Freelancers and SMEs have the oblivious delight of not having to comply with internal company structure and politics. It is a difficult and valuable talent to maneuver around these obstacles. Making the wrong move could alienate your SEO team and the strategy you have set forth.

Choose Battles Carefully

The most important part of managing your relationship with the Head of Marketing and other departments is to choose your battles carefully. Something you may see as a simple Web site change may be viewed by others as damaging the brand or negatively affecting other revenue streams. Before strongly defending the move, listen to the concerns of your colleagues and brainstorm alternative options that would satisfy both parties. You’d be surprised how many times a solution can be found that would not have been thought of before the obstacle was put in place.

Before the battles have even started, justifying the time and resources necessary for SEO can be a fight on its own. With the industry still relatively young and metrics hard to quantify, it’s important to show your company just how powerful search traffic is. The data is already out there and freely available, you just need to use it in the right way.

Mine Search Traffic Data

The Center For Media Research and comScore both release regular updates on the current status of the Internet consumer base – what those users are doing and which search engines they’re using. This data may not be an exact science, although it shows your potential market reach and where to go in order to obtain business from those users.
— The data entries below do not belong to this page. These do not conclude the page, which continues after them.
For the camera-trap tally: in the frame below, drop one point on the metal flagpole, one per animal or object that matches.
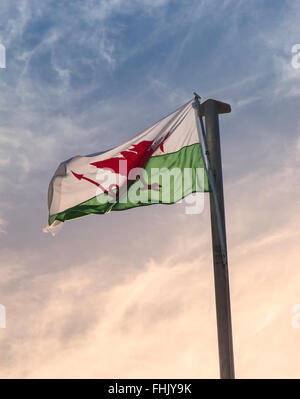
(211, 109)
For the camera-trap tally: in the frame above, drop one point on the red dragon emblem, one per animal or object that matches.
(135, 156)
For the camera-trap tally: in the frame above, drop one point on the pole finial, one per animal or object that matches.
(197, 97)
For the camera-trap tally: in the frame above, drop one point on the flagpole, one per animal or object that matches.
(211, 109)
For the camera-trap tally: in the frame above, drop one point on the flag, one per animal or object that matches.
(162, 164)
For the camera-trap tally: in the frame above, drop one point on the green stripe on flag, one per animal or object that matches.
(158, 169)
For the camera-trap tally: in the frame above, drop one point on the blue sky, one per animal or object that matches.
(84, 76)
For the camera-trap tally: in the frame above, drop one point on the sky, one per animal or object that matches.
(131, 294)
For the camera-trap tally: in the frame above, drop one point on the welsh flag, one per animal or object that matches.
(162, 164)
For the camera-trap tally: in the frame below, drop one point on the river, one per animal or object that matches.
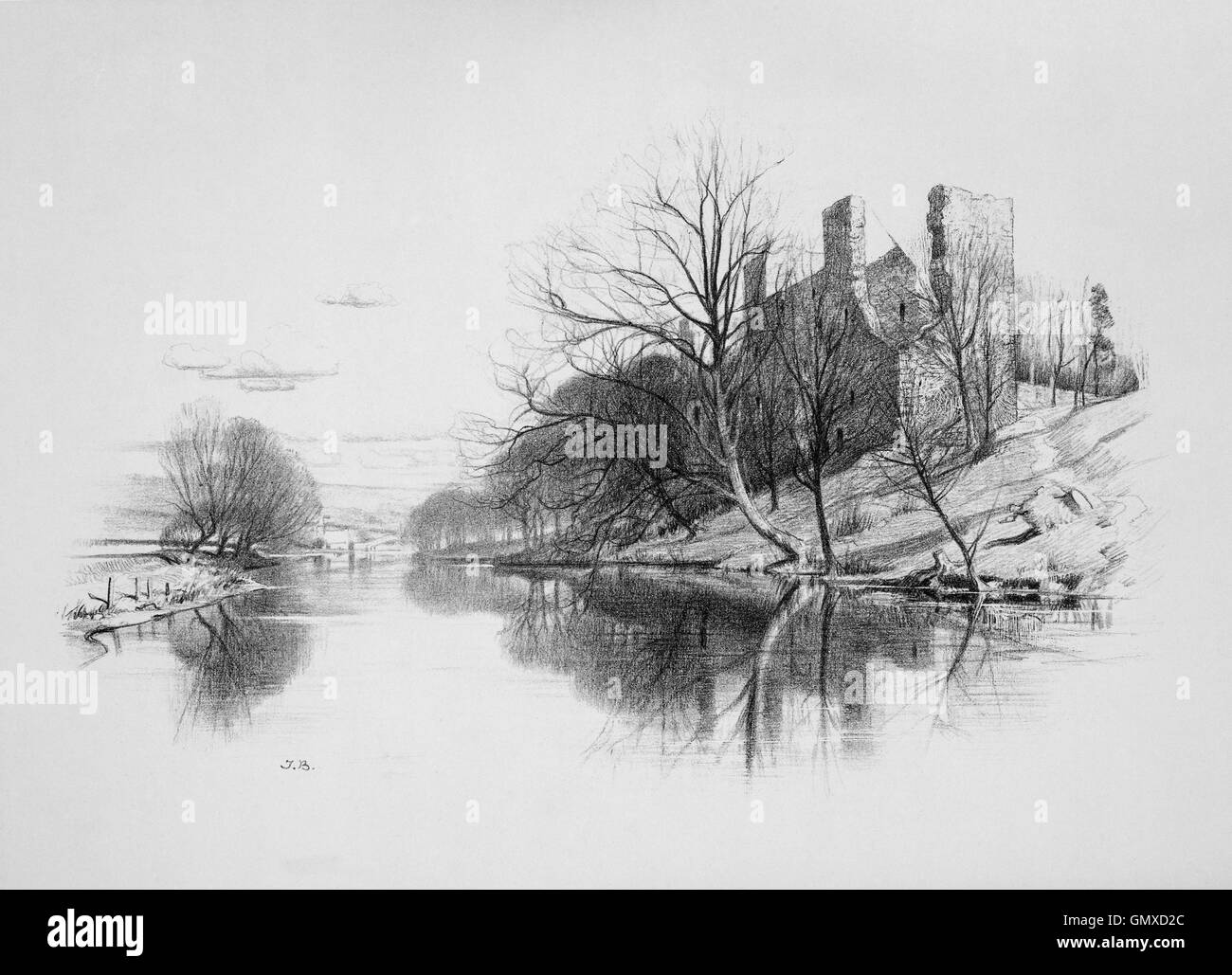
(390, 723)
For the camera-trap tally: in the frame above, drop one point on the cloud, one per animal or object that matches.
(365, 295)
(183, 356)
(284, 361)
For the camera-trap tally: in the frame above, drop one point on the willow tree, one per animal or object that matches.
(660, 266)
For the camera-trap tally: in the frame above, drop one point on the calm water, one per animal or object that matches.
(385, 723)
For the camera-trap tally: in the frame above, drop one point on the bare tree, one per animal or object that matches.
(818, 354)
(664, 271)
(960, 296)
(927, 460)
(234, 481)
(1097, 346)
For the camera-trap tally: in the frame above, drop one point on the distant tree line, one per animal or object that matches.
(652, 314)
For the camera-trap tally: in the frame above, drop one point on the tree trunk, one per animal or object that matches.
(824, 530)
(965, 398)
(787, 543)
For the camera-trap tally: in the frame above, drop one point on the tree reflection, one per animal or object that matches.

Arguably less precise are the search numbers used by keyword research tools, although this data can still be used to highlight conversion rate issues within your site. If you’re in the top three results for a search term and your traffic from that term is significantly lower than the numbers estimated by a keyword tool, you’ve got data showing poor conversion, most probably the result of page titles and Meta Tag descriptions that need improving.

On the other hand, if you’re on page two of the search results and still getting high search-to-click conversions for a term, it stands to reason that your competitors are providing an inferior product (or site) – a valuable insight for the whole marketing team.

There is data to explain and predict most scenarios; you just need to find a way of applying it to your situation. Most other marketing fields suffer similar issues, and many will use even more disputable data. As long as you can prove your reasoning using a mix of Web site logs and third-party data, your Head of Marketing will be happy.

Be Everybody’s Friend

The most important advice I could give any in-house SEO is to be everybody’s friend. I know it’s cool to be the geeks in the corner of the office with your Star Wars posters and USB Missile Launcher, but don’t get edgy or protective when an unclean general marketer comes wandering over. You may smirk at his/her inferior online knowledge and incorrect terminology, although standing in front of you is a future SEO.

Not only should you spend time answering even the most basic of questions for them, you should also venture into the part of the office that doesn’t smell of week-old socks and find out what they’re doing.

That multi-million dollar TV sponsorship campaign the offline team are about to sign could have required text links from the broadcaster’s Web site back to yours. The monthly press releases that get sent out could have been uploaded to the online newswires and have links embedded into them. The micro site being built for a new marketing campaign could have been built with SEO in mind, and the list goes on. Every marketing team outside of SEO can likely benefit you in some way, so put down your lightsaber and go talk to your new link-building minions!